Extract (or “get”) “components” – in a generalized sense – from a fitted mixed-effects model, i.e., (in this version of the package) from an object of class "merMod".

getME(object, name, ...)

# S3 method for class 'merMod'
getME(object,
      name = c("X", "Z", "Zt", "Ztlist", "mmList", "y", "mu", "u", "b",
               "Gp", "Tp", "L", "Lambda", "Lambdat", "Lind", "Tlist",
               "A", "RX", "RZX", "sigma", "flist",
               "fixef", "beta", "theta", "ST", "REML", "is_REML",
               "n_rtrms", "n_rfacs", "N", "n", "p", "q",
               "p_i", "l_i", "q_i", "k", "m_i", "m",
               "cnms", "devcomp", "offset", "lower", "devfun", "glmer.nb.theta"),
      ...)

Arguments

object

a fitted mixed-effects model of class "merMod", i.e., typically the result of lmer(), glmer() or nlmer().

name

a character vector specifying the name(s) of the “component”. If length(name) > 1 or if name = "ALL", a named list of components will be returned. Possible values are:

"X":

fixed-effects model matrix

"Z":

random-effects model matrix

"Zt":

transpose of random-effects model matrix. Note that the structure of Zt has changed since lme4.0; to get a backward-compatible structure, use do.call(Matrix::rBind,getME(.,"Ztlist"))

"Ztlist":

list of components of the transpose of the random-effects model matrix, separated by individual variance component

"mmList":

list of raw model matrices associated with random effects terms

"y":

response vector

"mu":

conditional mean of the response

"u":

conditional mode of the “spherical” random effects variable

"b":

conditional mode of the random effects variable

"Gp":

groups pointer vector. A pointer to the beginning of each group of random effects corresponding to the random-effects terms, beginning with 0 and including a final element giving the total number of random effects

"Tp":

theta pointer vector. A pointer to the beginning of the theta sub-vectors corresponding to the random-effects terms, beginning with 0 and including a final element giving the number of thetas.

"L":

sparse Cholesky factor of the penalized random-effects model.

"Lambda":

relative covariance factor \(\Lambda\) of the random effects.

"Lambdat":

transpose \(\Lambda'\) of \(\Lambda\) above.

"Lind":

index vector for inserting elements of \(\theta\) into the nonzeros of \(\Lambda\).

"Tlist":

vector of template matrices from which the blocks of \(\Lambda\) are generated.

"A":

Scaled sparse model matrix (class "dgCMatrix") for the unit, orthogonal random effects, \(U\), equal to getME(.,"Zt") %*% getME(.,"Lambdat")

"RX":

Cholesky factor for the fixed-effects parameters

"RZX":

cross-term in the full Cholesky factor

"sigma":

residual standard error; note that sigma(object) is preferred.

"flist":

a list of the grouping variables (factors) involved in the random effect terms

"fixef":

fixed-effects parameter estimates

"beta":

fixed-effects parameter estimates (identical to the result of fixef, but without names)

"theta":

random-effects parameter estimates: these are parameterized as the relative Cholesky factors of each random effect term

"ST":

A list of S and T factors in the TSST' Cholesky factorization of the relative variance matrices of the random effects associated with each random-effects term.
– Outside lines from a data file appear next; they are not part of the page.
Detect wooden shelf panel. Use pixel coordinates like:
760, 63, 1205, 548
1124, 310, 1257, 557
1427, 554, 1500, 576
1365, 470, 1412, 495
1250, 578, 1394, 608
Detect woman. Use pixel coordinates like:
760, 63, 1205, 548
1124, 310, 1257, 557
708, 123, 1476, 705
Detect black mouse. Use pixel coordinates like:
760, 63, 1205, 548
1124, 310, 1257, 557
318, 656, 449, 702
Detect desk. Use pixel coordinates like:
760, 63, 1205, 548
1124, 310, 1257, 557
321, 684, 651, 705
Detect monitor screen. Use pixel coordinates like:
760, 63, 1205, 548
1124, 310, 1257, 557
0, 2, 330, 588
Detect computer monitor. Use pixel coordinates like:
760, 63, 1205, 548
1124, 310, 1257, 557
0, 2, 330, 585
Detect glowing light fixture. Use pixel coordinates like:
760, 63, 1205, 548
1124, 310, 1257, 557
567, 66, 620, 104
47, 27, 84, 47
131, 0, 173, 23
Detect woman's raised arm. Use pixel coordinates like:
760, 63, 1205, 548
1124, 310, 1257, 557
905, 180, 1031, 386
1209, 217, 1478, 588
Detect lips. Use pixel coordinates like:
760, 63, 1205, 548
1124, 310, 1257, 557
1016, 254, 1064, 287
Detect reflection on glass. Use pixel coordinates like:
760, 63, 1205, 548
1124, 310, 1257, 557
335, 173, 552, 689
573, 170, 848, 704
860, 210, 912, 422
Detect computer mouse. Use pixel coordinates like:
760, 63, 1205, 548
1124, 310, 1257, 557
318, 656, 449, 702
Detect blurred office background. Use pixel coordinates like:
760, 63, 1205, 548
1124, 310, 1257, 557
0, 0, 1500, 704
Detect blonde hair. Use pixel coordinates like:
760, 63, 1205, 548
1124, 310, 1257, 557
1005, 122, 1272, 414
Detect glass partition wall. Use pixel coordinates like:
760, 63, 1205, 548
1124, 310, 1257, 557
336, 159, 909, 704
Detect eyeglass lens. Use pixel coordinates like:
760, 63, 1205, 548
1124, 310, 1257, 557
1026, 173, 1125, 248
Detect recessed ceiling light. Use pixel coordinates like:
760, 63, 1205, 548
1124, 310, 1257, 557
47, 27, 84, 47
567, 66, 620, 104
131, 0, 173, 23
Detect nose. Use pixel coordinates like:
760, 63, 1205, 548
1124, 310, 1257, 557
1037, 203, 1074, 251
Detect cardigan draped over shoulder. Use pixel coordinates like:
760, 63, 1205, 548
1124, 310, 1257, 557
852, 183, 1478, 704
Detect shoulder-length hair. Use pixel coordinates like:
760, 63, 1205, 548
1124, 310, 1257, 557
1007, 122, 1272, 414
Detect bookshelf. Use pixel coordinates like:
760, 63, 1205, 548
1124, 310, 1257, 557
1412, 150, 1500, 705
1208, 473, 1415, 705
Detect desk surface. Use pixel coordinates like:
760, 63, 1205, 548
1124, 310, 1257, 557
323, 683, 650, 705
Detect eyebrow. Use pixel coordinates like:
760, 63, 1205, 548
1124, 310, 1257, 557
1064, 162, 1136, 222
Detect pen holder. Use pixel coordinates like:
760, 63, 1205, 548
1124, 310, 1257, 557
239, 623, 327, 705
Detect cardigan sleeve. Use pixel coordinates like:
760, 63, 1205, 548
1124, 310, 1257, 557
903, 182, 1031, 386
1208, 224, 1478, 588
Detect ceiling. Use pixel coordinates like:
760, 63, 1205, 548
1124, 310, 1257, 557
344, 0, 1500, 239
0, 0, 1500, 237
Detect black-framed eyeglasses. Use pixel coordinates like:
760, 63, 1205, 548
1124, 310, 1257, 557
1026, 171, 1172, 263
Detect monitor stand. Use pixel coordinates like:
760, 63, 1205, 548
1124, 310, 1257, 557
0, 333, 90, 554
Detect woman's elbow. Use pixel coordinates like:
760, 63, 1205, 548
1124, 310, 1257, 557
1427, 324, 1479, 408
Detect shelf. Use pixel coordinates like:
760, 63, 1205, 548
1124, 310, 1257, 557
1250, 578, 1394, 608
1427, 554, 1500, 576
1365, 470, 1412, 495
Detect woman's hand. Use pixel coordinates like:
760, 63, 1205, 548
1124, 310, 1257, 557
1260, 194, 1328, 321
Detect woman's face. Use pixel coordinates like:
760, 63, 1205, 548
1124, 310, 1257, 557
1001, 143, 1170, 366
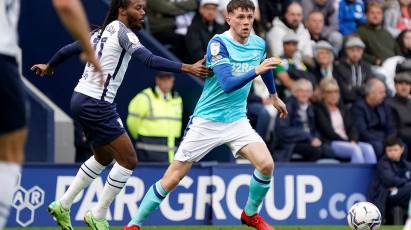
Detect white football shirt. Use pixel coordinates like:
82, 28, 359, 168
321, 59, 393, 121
74, 20, 143, 103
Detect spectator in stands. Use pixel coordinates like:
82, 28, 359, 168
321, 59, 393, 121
338, 0, 366, 36
368, 137, 411, 220
384, 0, 411, 37
267, 2, 313, 58
351, 78, 396, 159
305, 11, 343, 54
309, 41, 334, 85
358, 3, 400, 66
127, 72, 183, 162
388, 72, 411, 161
302, 0, 343, 54
314, 78, 377, 164
185, 0, 225, 62
147, 0, 197, 61
275, 79, 329, 161
274, 32, 315, 97
334, 36, 374, 104
258, 0, 282, 31
397, 29, 411, 59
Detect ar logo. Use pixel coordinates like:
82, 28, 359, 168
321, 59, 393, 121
12, 174, 44, 227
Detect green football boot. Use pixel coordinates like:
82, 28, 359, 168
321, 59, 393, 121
48, 201, 73, 230
84, 211, 110, 230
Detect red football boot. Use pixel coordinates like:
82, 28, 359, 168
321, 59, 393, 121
241, 211, 274, 230
123, 225, 140, 230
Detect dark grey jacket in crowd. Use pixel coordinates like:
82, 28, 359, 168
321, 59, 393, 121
314, 102, 358, 143
368, 155, 411, 216
333, 57, 374, 104
146, 0, 197, 34
388, 95, 411, 140
301, 0, 338, 35
186, 13, 226, 62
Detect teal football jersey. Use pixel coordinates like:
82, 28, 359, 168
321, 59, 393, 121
193, 31, 266, 123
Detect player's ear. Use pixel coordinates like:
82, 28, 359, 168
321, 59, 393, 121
118, 7, 127, 16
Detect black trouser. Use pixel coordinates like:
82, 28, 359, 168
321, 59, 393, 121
387, 182, 411, 208
293, 142, 322, 161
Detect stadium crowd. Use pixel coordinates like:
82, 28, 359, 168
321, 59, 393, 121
134, 0, 411, 163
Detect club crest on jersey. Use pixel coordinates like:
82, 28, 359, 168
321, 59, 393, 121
210, 42, 220, 56
127, 32, 140, 48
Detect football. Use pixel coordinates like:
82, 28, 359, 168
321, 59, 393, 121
347, 202, 381, 230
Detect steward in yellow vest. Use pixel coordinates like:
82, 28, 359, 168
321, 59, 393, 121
127, 72, 183, 162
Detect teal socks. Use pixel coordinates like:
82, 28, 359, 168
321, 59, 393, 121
128, 181, 168, 227
244, 169, 272, 216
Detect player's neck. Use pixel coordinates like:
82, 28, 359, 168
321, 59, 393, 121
229, 29, 248, 45
117, 15, 129, 28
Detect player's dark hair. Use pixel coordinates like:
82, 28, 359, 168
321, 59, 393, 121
384, 137, 404, 148
365, 2, 384, 13
227, 0, 255, 13
99, 0, 130, 35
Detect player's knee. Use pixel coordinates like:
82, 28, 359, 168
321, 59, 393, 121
257, 159, 274, 175
161, 177, 180, 192
125, 154, 138, 170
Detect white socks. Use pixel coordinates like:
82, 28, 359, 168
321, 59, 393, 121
92, 163, 133, 220
60, 156, 106, 209
0, 161, 21, 229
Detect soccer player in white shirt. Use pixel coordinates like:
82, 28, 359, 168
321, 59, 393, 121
32, 0, 211, 230
0, 0, 99, 230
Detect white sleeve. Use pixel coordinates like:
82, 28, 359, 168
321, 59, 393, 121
118, 23, 144, 55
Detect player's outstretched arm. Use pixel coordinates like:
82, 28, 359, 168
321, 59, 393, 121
270, 93, 288, 119
133, 47, 211, 77
30, 41, 82, 77
53, 0, 101, 72
213, 58, 281, 93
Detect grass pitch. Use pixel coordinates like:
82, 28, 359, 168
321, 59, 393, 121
5, 226, 402, 230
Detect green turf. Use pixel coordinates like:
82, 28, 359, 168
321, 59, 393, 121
5, 226, 402, 230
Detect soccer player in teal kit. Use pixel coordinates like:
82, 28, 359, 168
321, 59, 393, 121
124, 0, 287, 230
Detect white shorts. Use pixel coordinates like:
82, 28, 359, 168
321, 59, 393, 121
174, 117, 264, 162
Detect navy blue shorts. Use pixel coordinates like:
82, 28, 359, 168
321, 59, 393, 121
0, 54, 27, 134
71, 92, 126, 146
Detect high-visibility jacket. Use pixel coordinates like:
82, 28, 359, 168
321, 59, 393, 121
127, 87, 183, 162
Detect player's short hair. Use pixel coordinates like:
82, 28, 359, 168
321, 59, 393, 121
99, 0, 130, 35
227, 0, 255, 13
384, 136, 404, 148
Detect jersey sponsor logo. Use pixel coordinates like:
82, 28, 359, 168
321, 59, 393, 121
106, 25, 116, 36
211, 54, 223, 62
210, 42, 221, 56
232, 62, 255, 73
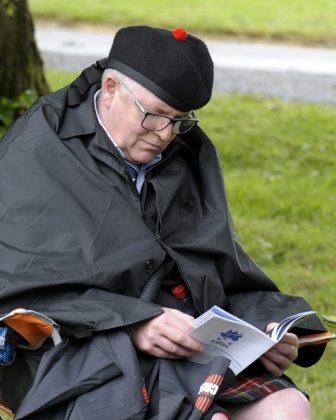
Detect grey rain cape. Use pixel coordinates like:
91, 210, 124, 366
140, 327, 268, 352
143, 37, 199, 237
0, 67, 324, 420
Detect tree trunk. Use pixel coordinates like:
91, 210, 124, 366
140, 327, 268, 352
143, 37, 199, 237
0, 0, 48, 99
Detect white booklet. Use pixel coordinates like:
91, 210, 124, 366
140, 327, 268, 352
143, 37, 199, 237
189, 306, 315, 375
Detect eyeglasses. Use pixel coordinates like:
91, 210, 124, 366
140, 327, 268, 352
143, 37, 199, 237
119, 80, 198, 134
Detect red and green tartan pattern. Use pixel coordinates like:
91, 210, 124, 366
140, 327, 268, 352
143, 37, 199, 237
216, 375, 296, 404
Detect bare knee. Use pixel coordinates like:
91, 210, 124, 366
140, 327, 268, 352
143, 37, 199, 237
226, 388, 311, 420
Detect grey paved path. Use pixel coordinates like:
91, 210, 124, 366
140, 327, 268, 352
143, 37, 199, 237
36, 26, 336, 104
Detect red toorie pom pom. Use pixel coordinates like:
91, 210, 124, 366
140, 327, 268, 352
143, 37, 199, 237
173, 28, 188, 41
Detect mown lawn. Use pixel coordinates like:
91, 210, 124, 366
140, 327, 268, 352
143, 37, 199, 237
1, 71, 336, 420
29, 0, 336, 46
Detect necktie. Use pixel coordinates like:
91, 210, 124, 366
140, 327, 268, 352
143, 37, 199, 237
140, 265, 166, 302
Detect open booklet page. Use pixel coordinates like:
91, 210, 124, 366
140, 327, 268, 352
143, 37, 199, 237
189, 306, 315, 375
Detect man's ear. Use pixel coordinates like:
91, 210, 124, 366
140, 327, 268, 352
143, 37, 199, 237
101, 74, 118, 107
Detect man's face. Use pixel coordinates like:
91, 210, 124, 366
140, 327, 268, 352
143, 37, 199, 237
99, 78, 185, 165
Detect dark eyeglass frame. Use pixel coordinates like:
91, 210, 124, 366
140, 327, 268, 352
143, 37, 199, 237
118, 80, 198, 134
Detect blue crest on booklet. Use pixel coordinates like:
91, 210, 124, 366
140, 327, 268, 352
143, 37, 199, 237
220, 330, 243, 341
0, 327, 15, 366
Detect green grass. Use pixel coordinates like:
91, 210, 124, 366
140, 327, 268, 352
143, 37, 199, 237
2, 72, 336, 420
199, 96, 336, 420
29, 0, 336, 46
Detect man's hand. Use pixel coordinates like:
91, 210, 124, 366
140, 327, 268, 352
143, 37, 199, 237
259, 323, 299, 377
131, 308, 203, 359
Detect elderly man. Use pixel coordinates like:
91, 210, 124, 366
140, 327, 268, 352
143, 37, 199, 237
0, 26, 324, 420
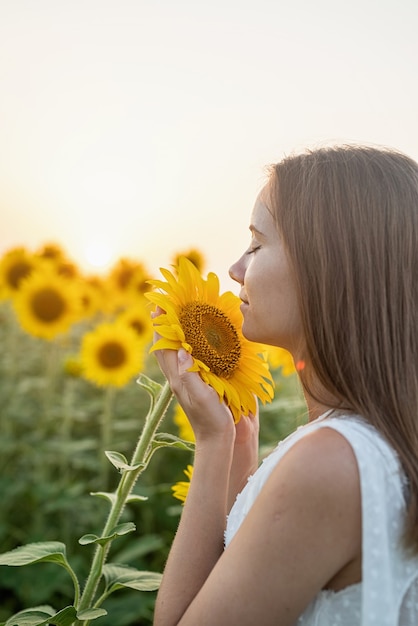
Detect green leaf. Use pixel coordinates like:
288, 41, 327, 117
151, 433, 195, 452
0, 541, 69, 567
105, 450, 143, 472
126, 493, 148, 504
77, 609, 107, 620
103, 563, 162, 594
4, 606, 77, 626
78, 522, 136, 546
91, 491, 148, 504
90, 491, 117, 504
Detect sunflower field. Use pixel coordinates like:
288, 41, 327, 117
0, 244, 306, 626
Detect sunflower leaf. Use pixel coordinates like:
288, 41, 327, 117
140, 433, 195, 467
90, 491, 117, 504
151, 433, 195, 452
77, 609, 107, 620
0, 541, 69, 567
4, 606, 77, 626
103, 563, 162, 594
105, 450, 143, 472
78, 522, 136, 546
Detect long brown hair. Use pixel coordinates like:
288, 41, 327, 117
270, 146, 418, 553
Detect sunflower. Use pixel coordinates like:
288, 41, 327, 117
81, 322, 144, 387
147, 257, 273, 422
266, 346, 296, 376
0, 247, 37, 298
174, 248, 205, 272
171, 465, 193, 504
173, 403, 195, 441
118, 298, 153, 344
13, 267, 79, 339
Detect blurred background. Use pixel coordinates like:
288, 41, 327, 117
0, 0, 418, 286
0, 0, 418, 626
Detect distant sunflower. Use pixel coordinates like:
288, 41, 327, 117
171, 465, 193, 504
81, 322, 144, 387
118, 298, 153, 344
265, 346, 305, 376
13, 267, 79, 339
173, 403, 195, 441
266, 346, 296, 376
147, 257, 273, 422
174, 248, 205, 273
0, 247, 37, 297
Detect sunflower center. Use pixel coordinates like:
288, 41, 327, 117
32, 287, 66, 324
129, 320, 146, 336
7, 261, 32, 289
180, 302, 241, 378
97, 341, 126, 369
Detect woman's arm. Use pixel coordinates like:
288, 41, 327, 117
154, 350, 238, 626
154, 390, 361, 626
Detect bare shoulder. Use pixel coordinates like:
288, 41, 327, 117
277, 427, 360, 491
262, 427, 361, 544
178, 427, 361, 626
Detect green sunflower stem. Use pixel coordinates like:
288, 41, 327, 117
100, 385, 115, 489
77, 382, 173, 624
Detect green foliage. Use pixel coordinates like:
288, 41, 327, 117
0, 303, 304, 626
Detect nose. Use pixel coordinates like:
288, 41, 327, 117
229, 257, 245, 285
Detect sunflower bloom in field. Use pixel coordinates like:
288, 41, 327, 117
147, 257, 273, 422
174, 248, 206, 272
117, 298, 153, 345
0, 247, 37, 298
81, 322, 144, 387
13, 267, 80, 340
171, 465, 193, 504
266, 346, 296, 376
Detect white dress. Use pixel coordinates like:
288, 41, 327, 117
225, 412, 418, 626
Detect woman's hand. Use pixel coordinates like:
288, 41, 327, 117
153, 308, 235, 444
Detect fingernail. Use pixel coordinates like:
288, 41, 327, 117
177, 348, 189, 363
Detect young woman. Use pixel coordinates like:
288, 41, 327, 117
154, 146, 418, 626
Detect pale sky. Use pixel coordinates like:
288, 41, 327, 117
0, 0, 418, 291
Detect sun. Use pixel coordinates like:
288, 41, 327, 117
83, 239, 115, 271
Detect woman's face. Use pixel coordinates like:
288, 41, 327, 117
229, 188, 302, 356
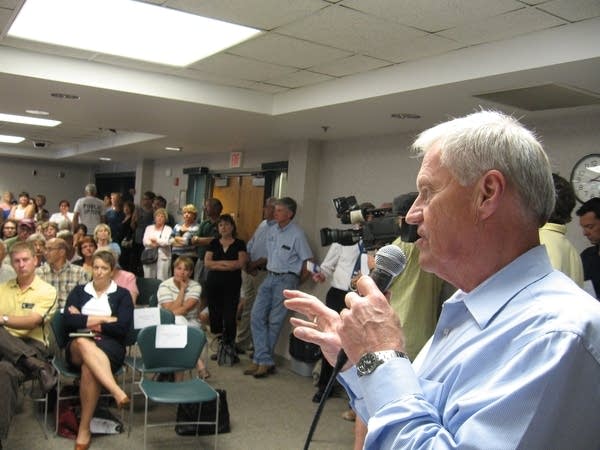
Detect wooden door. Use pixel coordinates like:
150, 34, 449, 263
212, 175, 264, 242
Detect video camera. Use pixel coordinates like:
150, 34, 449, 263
320, 194, 418, 250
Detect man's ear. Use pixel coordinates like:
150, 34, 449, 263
476, 169, 506, 220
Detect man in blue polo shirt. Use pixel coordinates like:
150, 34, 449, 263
244, 197, 313, 378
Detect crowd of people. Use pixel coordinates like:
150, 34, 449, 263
0, 111, 600, 449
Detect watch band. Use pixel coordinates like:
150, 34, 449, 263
356, 350, 408, 377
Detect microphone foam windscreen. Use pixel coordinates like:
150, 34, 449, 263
375, 244, 406, 277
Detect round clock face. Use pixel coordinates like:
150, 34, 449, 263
571, 154, 600, 203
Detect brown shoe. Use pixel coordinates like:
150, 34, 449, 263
254, 364, 271, 378
254, 364, 275, 378
244, 363, 259, 375
342, 409, 356, 422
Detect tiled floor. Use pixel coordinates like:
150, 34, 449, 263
3, 356, 353, 450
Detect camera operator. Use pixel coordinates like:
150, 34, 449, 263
312, 202, 375, 403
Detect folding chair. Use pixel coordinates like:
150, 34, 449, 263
138, 325, 219, 450
125, 308, 175, 433
135, 277, 162, 306
50, 311, 131, 433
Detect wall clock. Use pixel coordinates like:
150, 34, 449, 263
571, 153, 600, 203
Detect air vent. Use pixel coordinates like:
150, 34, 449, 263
475, 83, 600, 111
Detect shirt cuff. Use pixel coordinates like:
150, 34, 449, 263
339, 358, 423, 423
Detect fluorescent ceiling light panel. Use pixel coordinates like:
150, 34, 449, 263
0, 113, 61, 127
8, 0, 261, 66
0, 134, 25, 144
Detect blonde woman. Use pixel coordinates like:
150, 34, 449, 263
63, 250, 133, 450
94, 223, 121, 261
142, 208, 173, 280
170, 204, 200, 275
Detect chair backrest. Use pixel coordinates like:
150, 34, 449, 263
135, 277, 162, 306
50, 310, 69, 350
137, 325, 206, 370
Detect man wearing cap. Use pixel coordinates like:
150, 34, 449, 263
0, 242, 58, 439
4, 219, 35, 252
36, 238, 90, 308
73, 183, 105, 235
244, 197, 313, 378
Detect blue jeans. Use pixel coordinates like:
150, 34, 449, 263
250, 273, 300, 366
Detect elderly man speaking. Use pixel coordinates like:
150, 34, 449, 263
285, 111, 600, 450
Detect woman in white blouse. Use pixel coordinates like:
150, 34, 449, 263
142, 208, 173, 280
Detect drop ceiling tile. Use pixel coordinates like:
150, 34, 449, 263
1, 36, 96, 59
189, 53, 297, 81
177, 69, 256, 88
342, 0, 523, 32
373, 34, 464, 63
0, 8, 12, 30
277, 5, 425, 54
0, 0, 20, 9
165, 0, 329, 30
438, 8, 566, 45
227, 32, 352, 69
249, 83, 290, 94
267, 70, 333, 88
538, 0, 600, 22
310, 55, 390, 77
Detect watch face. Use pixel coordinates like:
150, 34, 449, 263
571, 154, 600, 203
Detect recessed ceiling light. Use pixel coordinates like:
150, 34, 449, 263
50, 92, 79, 100
0, 113, 61, 127
0, 134, 25, 144
25, 109, 50, 116
8, 0, 261, 67
390, 113, 421, 119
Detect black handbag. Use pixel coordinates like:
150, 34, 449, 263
175, 389, 231, 436
289, 333, 321, 363
140, 247, 158, 265
217, 341, 240, 366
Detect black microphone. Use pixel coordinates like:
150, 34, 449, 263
304, 245, 406, 450
334, 244, 406, 373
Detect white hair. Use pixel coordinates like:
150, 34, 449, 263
413, 111, 555, 227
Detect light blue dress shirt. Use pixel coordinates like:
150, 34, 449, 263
246, 219, 276, 261
267, 222, 313, 276
340, 246, 600, 450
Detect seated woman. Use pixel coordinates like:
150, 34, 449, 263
64, 250, 133, 450
157, 256, 209, 381
73, 236, 98, 276
94, 223, 121, 261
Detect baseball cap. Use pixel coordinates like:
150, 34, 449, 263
19, 219, 35, 231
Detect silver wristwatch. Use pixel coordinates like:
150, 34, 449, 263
356, 350, 408, 377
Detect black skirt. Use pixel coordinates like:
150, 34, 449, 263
65, 334, 125, 373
The unit lower triangular matrix, \(T\), and the diagonal matrix, \(S\), for each term are stored as a single matrix with diagonal elements from \(S\) and off-diagonal elements from \(T\).

"n_rtrms":

number of random-effects terms

"n_rfacs":

number of distinct random-effects grouping factors

"N":

number of rows of X

"n":

length of the response vector, y

"p":

number of columns of the fixed effects model matrix, X

"q":

number of columns of the random effects model matrix, Z

"p_i":

numbers of columns of the raw model matrices, mmList

"l_i":

numbers of levels of the grouping factors

"q_i":

numbers of columns of the term-wise model matrices, ZtList

"k":

number of random effects terms

"m_i":

numbers of covariance parameters in each term

"m":

total number of covariance parameters, i.e., the same as dims@nth below.

"cnms":

the “component names”, a list.

"REML":

0 indicates the model was fitted by maximum likelihood, any other positive integer indicates fitting by restricted maximum likelihood

"is_REML":

same as the result of isREML(.)

"devcomp":

a list consisting of a named numeric vector, cmp, and a named integer vector, dims, describing the fitted model. The elements of cmp are:

ldL2

twice the log determinant of L

ldRX2

twice the log determinant of RX

wrss

weighted residual sum of squares

ussq

squared length of u

pwrss

penalized weighted residual sum of squares, “wrss + ussq”

drsum

sum of residual deviance (GLMMs only)

REML

REML criterion at optimum (LMMs fit by REML only)

dev

deviance criterion at optimum (models fit by ML only)

sigmaML

ML estimate of residual standard deviation

sigmaREML

REML estimate of residual standard deviation

tolPwrss

tolerance for declaring convergence in the penalized iteratively weighted residual sum-of-squares (GLMMs only)

The elements of dims are:

N

number of rows of X

n

length of y

p

number of columns of X

nmp

n-p

nth

length of theta

q

number of columns of Z

nAGQ

see glmer

compDev

see glmerControl

useSc

TRUE if model has a scale parameter

reTrms

number of random effects terms

REML

0 indicates the model was fitted by maximum likelihood, any other positive integer indicates fitting by restricted maximum likelihood

GLMM

TRUE if a GLMM

NLMM

TRUE if an NLMM

"offset":

model offset

"lower":

lower bounds on random-effects model parameters (i.e, "theta" parameters). In order to constrain random effects covariance matrices to be semi-positive-definite, this vector is equal to 0 for elements of the theta vector corresponding to diagonal elements of the Cholesky factor, -Inf otherwise. (getME(.,"lower")==0 can be used as a test to identify diagonal elements, as in isSingular.)

"devfun":

deviance function (so far only available for LMMs)

"glmer.nb.theta":

negative binomial \(\theta\) parameter, only for glmer.nb.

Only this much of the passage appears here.